A couple of weeks ago I watched the documentary The War Room, made in 1992 about the first Clinton presidential campaign. I wasn't all that impressed with it as a film -- I felt that it wasn't nearly as informative or revealing as it could have been with a little more context -- but it did give me a sense of how the people at the top worked with each other, and the contrast with the above article is pretty striking.
March 7, 2008
Shunting jam
This post by suttonhoo (who's pretty much the master of infectious nostalgia) will probably have me ordering gooseberry jam from halfway across the country, and don't get me started on how insane that is. But I know already that it won't be entirely satisfying, because this gooseberry jam is is green, and the jam in my memory is red.
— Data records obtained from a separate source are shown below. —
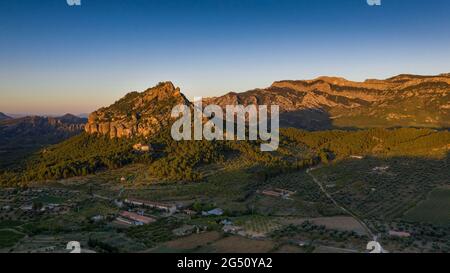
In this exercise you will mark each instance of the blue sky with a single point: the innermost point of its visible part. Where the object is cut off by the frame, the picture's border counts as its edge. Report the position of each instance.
(56, 59)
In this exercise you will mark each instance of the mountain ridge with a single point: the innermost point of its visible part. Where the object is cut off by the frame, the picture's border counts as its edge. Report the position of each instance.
(319, 104)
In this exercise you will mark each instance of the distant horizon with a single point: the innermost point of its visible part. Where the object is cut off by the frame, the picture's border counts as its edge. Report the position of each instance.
(86, 114)
(58, 58)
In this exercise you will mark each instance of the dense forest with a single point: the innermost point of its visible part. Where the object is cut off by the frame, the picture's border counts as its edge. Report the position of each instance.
(170, 160)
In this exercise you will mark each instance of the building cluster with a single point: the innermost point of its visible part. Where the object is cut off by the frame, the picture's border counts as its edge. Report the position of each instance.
(280, 193)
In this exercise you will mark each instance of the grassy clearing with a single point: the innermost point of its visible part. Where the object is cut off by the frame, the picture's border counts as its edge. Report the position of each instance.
(435, 209)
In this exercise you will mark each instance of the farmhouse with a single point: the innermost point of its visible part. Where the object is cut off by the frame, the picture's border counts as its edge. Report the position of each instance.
(156, 205)
(184, 230)
(134, 218)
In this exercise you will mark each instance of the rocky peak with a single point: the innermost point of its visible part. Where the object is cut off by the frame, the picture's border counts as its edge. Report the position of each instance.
(137, 114)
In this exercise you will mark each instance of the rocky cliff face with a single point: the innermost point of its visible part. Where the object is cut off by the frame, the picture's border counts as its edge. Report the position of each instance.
(327, 102)
(4, 117)
(137, 114)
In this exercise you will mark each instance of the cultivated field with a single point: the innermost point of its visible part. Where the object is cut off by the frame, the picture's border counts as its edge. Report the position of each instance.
(435, 209)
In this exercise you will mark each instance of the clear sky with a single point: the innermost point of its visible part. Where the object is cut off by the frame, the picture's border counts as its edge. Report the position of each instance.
(56, 59)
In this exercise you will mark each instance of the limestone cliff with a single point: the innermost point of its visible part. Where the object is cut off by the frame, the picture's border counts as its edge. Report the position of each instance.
(137, 114)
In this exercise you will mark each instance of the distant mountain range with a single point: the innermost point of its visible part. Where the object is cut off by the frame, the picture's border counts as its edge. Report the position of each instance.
(21, 137)
(4, 117)
(319, 104)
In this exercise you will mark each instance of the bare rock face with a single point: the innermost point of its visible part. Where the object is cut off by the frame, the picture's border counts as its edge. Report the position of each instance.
(137, 114)
(328, 102)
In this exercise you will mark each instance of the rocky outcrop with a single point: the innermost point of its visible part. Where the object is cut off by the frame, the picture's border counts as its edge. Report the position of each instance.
(326, 102)
(322, 103)
(137, 114)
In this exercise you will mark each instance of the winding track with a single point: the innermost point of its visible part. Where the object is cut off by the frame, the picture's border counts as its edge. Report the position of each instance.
(328, 195)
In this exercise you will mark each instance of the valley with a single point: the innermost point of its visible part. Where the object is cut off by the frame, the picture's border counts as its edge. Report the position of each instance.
(350, 167)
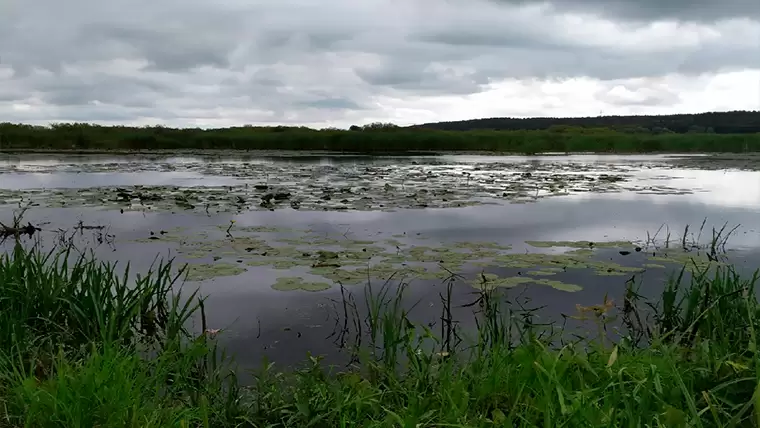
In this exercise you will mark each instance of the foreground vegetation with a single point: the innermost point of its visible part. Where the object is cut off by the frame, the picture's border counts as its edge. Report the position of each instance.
(82, 346)
(373, 139)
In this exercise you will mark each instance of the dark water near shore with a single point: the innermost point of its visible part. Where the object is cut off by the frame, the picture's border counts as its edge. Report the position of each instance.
(502, 200)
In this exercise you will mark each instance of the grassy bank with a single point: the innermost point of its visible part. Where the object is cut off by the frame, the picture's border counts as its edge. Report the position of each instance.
(371, 140)
(81, 347)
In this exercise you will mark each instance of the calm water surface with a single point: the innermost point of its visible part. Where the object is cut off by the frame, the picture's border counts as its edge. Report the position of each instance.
(285, 325)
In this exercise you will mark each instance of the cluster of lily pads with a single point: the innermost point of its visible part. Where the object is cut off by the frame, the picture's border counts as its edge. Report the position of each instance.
(362, 186)
(343, 260)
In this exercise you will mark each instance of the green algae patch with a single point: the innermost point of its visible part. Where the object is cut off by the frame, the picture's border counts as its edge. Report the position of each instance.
(544, 272)
(579, 244)
(202, 272)
(297, 283)
(654, 266)
(489, 281)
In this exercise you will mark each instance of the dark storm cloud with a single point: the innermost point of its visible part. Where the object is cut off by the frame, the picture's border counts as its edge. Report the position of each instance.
(296, 60)
(652, 10)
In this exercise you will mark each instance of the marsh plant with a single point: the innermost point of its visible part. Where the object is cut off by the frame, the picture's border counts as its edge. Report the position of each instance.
(82, 344)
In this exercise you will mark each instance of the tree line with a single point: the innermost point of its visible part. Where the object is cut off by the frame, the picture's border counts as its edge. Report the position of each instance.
(732, 122)
(374, 138)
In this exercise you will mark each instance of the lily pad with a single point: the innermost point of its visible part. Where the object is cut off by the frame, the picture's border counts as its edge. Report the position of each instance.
(297, 283)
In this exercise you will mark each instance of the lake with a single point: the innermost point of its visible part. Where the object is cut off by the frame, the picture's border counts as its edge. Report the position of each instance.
(268, 238)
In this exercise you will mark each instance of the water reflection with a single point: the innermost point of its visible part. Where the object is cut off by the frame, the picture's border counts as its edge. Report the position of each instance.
(285, 326)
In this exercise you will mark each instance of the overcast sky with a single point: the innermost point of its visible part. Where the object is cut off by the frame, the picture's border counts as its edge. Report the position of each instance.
(341, 62)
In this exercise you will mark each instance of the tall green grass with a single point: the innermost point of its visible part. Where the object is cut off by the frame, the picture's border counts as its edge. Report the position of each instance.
(84, 346)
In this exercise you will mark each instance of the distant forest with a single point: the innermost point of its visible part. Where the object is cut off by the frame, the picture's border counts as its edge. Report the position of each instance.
(708, 132)
(733, 122)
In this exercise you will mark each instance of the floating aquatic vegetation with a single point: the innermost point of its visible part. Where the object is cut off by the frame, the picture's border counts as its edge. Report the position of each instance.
(487, 280)
(204, 271)
(579, 244)
(297, 283)
(364, 186)
(354, 261)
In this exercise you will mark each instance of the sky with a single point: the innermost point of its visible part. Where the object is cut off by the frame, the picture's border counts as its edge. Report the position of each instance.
(336, 63)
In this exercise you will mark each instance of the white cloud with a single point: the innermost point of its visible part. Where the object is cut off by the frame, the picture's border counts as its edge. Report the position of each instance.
(337, 63)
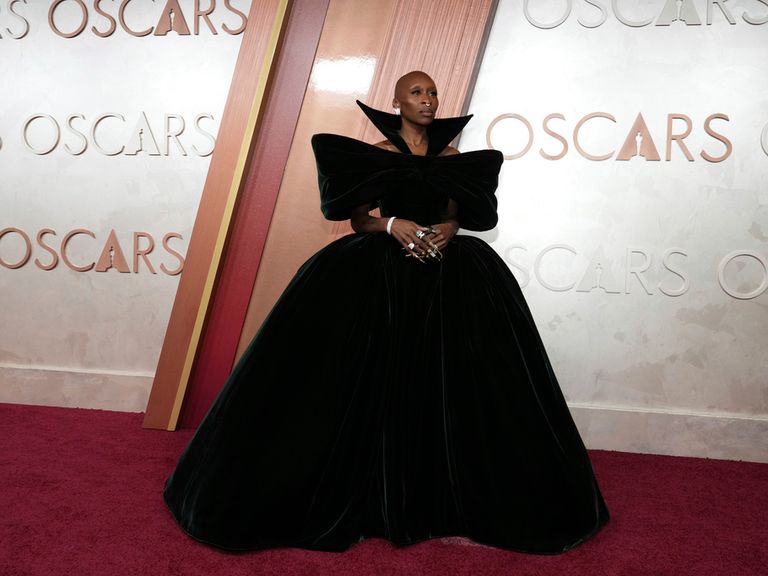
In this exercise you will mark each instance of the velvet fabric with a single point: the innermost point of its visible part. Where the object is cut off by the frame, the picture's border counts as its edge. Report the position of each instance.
(384, 397)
When I was a kid, we had numerous gooseberry bushes in the backyard, and my sister and I spent half the summer picking gooseberries, bearding them, and convincing mom to make gooseberry pie (at dad's behest, usually). Then at the end of the summer, we'd turn the last ripening gooseberries into gooseberry jam, which we'd eat all year long. But since the last gooseberries are sweeter and red, the jam would have those same characteristics, and of course that's what I remember.
I'm really looking forward to the spring -- moreso I think than any other year in my life, probably owing to the fact that we have a toddler now. She and I will put up some berry bushes in the yard, and maybe at the end of the summer we'll make jam.
March 6, 2008
Still-life photography made delicious
Ryan Brenizer isn't a food photographer, but he has some good tips on taking food shots at home or in restaurants over at his Amazon blog. We don't get out to nearly as many restaurants as we used to, what with having a toddler around, but I still get to take some food shots at home.
On an ordinary evening
So yes, this blog has been either missing in action or completely uninspired for a long while, but for several reasons I need to get back in the act. Soon I'll be back with more political discussion, more frequent short link posts, and possibly more photography discussion. I'll also be working on a bit of a redesign for the site as well, so look out for that.